Le passé recomposé (The Tale)
Jennifer Fox (2017)
Comme "Les Chatouilles" (2018) ou "Slalom" (2019), le "Passé recomposé" est le récit autobiographique et cathartique de l'abus sexuel vécu par la réalisatrice quand elle était mineure. Cependant, l'approche en est différente. Si comme dans "Les Chatouilles", le récit effectue des allers-retours entre le présent et le passé et si comme dans "Slalom" il s'agit d'une relation d'emprise d'un coach sur une pré-adolescente douée pour un sport, le téléfilm de Jennifer Fox ne raconte pas comment elle s'est reconstruite mais comment elle a survécu dans le déni durant 35 ans. "The Tale" (le titre en VO) est en effet le récit qu'elle a élaboré à partir de son expérience vécue sous forme de journal pour sa classe, précisant à sa professeur qu'il était fictif. Et en un sens, c'est vrai, même si sa professeur y décèle derrière la prétendue histoire d'amour une situation d'abus sur mineur. Car dans ce récit, Jenny n'est pas une victime mais une héroïne qui découvre, loin de la vie terne dans sa famille où elle se sent invisible, un monde merveilleux peuplé de gens merveilleux. Des images se répètent dans lesquelles on voit Mrs.G (Elizabeth DEBICKI) qui possède un haras accueillir Jenny en souriant telle une bonne fée accompagnée d'un tout aussi souriant Bill (Jason RITTER) l'entraîneur. En admiration devant ces adultes jeunes et beaux comme des dieux qui semblent aux petits soins pour elle, Jenny se sent enfin remarquée et même "élue" par rapport aux autres élèves moins douées, moins jolies ou mieux protégées par leurs parents. En effet les siens, trop occupés par leur nombreuse progéniture sont ravie de la confier tout un été puis tous les week-ends à ces gens si serviables qui vont même la chercher à l'école. En dépit de certains signes qui auraient dû les alerter, les parents s'aveuglent jusqu'à interdire à leur fille une sortie avec un garçon de son âge, lui interdisant en quelque sorte de découvrir la sexualité d'une façon saine.
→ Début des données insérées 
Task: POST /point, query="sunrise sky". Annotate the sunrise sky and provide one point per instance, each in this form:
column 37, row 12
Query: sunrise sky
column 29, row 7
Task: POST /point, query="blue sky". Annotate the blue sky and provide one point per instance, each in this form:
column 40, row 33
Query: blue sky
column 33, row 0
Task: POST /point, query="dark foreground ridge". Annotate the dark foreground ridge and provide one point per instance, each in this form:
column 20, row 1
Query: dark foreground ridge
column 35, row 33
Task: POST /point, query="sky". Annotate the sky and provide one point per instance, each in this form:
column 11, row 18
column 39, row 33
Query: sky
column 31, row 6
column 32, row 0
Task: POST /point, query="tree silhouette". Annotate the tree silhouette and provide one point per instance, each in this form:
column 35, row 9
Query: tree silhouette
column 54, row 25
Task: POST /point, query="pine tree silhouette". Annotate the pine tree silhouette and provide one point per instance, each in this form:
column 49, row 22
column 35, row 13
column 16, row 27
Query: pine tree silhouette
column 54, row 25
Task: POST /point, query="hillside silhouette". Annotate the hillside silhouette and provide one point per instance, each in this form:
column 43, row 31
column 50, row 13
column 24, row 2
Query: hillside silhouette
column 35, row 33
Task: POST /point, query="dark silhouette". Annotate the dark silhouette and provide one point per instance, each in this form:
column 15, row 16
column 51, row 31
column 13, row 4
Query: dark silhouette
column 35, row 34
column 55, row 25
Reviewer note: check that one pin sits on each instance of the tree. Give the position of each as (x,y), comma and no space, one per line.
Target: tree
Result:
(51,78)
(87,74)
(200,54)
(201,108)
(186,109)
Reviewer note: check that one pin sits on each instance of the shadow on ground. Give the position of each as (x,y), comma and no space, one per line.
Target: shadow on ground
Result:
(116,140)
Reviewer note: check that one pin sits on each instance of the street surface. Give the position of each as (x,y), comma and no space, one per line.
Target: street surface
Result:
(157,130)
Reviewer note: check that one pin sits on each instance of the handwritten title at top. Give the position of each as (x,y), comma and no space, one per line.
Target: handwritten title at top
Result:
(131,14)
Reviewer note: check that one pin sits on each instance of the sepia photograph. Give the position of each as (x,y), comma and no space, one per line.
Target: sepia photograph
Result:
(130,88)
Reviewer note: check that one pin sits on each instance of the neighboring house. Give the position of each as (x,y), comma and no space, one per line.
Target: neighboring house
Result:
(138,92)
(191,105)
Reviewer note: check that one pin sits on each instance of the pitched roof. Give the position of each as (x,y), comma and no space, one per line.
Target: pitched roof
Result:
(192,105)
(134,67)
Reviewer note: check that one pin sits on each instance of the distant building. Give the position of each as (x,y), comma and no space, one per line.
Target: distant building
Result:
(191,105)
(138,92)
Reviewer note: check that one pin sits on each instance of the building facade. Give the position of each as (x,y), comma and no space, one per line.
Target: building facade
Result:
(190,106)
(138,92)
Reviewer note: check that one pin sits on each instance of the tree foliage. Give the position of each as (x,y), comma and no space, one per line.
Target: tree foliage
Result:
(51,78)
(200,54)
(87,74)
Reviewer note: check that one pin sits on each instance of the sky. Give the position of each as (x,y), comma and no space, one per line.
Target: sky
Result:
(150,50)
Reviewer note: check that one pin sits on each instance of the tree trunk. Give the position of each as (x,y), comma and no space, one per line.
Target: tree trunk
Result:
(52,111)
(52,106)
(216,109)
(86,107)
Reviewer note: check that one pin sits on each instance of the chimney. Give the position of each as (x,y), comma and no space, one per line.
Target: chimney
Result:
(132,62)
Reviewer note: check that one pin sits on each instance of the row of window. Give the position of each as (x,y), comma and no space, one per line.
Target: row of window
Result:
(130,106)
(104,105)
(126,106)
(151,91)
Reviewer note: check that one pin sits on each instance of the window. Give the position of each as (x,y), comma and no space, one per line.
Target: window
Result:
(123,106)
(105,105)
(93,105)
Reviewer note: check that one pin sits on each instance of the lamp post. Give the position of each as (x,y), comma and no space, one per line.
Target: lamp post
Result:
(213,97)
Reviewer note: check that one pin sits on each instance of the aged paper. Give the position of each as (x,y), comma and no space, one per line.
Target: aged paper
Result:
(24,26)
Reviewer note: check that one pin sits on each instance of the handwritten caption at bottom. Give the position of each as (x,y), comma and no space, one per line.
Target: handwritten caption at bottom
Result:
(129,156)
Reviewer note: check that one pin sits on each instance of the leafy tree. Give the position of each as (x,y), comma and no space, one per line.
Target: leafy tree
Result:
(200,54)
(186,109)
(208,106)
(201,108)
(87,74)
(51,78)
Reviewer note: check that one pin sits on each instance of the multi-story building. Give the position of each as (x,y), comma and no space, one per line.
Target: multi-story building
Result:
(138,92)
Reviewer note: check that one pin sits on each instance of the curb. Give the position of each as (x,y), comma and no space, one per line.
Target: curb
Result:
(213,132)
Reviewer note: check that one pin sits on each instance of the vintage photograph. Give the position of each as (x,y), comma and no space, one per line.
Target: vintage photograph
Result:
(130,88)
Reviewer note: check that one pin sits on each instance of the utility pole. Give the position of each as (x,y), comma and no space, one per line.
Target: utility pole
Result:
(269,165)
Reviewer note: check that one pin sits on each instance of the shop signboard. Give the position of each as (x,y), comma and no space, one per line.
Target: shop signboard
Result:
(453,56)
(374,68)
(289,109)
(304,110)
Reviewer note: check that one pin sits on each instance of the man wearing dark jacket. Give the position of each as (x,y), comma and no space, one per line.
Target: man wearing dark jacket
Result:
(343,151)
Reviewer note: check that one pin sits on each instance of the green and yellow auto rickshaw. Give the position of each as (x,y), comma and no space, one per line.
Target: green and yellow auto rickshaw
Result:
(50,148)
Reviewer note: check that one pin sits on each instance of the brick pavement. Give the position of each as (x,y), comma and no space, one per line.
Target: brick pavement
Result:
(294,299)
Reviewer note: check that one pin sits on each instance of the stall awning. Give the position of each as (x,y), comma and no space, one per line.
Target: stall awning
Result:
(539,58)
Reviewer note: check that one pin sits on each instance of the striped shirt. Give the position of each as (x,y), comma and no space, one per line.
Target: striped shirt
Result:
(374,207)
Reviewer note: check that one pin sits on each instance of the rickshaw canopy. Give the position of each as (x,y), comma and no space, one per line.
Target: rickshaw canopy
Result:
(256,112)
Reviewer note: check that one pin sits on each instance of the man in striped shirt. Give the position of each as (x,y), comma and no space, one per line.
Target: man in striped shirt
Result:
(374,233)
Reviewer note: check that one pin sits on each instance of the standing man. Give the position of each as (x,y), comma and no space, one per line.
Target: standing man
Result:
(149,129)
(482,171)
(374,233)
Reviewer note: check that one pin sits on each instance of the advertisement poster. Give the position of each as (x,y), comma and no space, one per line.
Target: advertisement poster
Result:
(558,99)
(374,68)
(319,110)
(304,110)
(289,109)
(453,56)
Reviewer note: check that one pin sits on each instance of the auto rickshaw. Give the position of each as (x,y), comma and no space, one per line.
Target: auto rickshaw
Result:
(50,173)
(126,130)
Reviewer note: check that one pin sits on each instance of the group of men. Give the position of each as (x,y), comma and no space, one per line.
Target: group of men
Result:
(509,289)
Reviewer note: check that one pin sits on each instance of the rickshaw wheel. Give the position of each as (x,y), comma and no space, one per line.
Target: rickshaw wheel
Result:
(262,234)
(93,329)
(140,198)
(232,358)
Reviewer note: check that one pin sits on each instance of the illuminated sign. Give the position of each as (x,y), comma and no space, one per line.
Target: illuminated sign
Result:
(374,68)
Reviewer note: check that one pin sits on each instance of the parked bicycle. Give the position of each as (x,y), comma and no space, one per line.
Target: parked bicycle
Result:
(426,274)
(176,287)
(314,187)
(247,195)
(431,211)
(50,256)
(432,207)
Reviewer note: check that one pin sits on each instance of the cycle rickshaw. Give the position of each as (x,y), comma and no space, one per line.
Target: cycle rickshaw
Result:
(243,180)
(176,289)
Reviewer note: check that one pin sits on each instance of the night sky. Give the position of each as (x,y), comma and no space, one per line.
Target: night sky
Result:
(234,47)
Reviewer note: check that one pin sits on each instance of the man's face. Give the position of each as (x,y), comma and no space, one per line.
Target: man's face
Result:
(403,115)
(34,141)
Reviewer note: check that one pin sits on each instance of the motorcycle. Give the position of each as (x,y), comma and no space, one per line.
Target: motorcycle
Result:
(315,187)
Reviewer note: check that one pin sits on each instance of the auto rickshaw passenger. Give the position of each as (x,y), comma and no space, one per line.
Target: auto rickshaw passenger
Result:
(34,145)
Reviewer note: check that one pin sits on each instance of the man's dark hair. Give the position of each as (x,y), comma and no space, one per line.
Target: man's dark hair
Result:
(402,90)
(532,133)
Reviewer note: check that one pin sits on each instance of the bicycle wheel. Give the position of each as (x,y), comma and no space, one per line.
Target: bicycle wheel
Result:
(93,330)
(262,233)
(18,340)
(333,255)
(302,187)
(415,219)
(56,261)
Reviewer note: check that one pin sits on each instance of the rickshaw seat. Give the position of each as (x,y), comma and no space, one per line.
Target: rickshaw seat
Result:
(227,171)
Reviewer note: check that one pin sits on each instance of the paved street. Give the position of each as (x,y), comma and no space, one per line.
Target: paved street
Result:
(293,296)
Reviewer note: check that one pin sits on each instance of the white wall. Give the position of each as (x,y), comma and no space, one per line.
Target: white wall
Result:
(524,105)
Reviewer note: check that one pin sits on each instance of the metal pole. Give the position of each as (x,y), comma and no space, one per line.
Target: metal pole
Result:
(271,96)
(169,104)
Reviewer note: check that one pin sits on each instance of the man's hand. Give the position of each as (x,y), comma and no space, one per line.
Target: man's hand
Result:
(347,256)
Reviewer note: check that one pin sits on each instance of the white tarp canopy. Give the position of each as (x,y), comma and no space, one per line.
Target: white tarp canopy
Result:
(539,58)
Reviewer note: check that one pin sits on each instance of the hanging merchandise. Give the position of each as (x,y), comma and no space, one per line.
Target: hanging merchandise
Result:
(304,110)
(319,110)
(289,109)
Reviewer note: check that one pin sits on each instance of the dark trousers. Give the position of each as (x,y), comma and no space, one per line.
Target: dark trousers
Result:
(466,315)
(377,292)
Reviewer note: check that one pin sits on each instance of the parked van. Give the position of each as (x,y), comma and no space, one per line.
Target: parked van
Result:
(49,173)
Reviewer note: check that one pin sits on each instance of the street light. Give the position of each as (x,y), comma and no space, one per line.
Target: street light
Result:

Le film raconte l'histoire de la déconstruction progressive de ce récit forgé comme un acte de survie lorsque la mère de Jenny le découvre dans un carton 35 ans plus tard et, bouleversée par sa lecture le lui envoie. A la manière d'une enquête (avec des témoins, des preuves écrites etc.), Jenny (Laura DERN, double de la réalisatrice) retrouve progressivement la mémoire des faits tels qu'ils se sont réellement passés, part à la recherche de ses anciens prédateurs devenus des vieillards desséchés ou boursoufflés, loin de l'image idéalisée qu'elle avait gardé d'eux, se confronte à la réalité de la pédophilie lorsqu'elle regarde sa photo à 13 ans alors qu'elle croyait en avoir 15, se souvient de détails qui ne pouvaient être que ceux de viols répétés dans des situations sordides où elle était le jouet sexuel du couple. Elle mesure également combien ce passé a ravagé sa vie personnelle et sa propre sexualité alors que sa mère doit faire face à sa culpabilité de n''avoir pas su la protéger.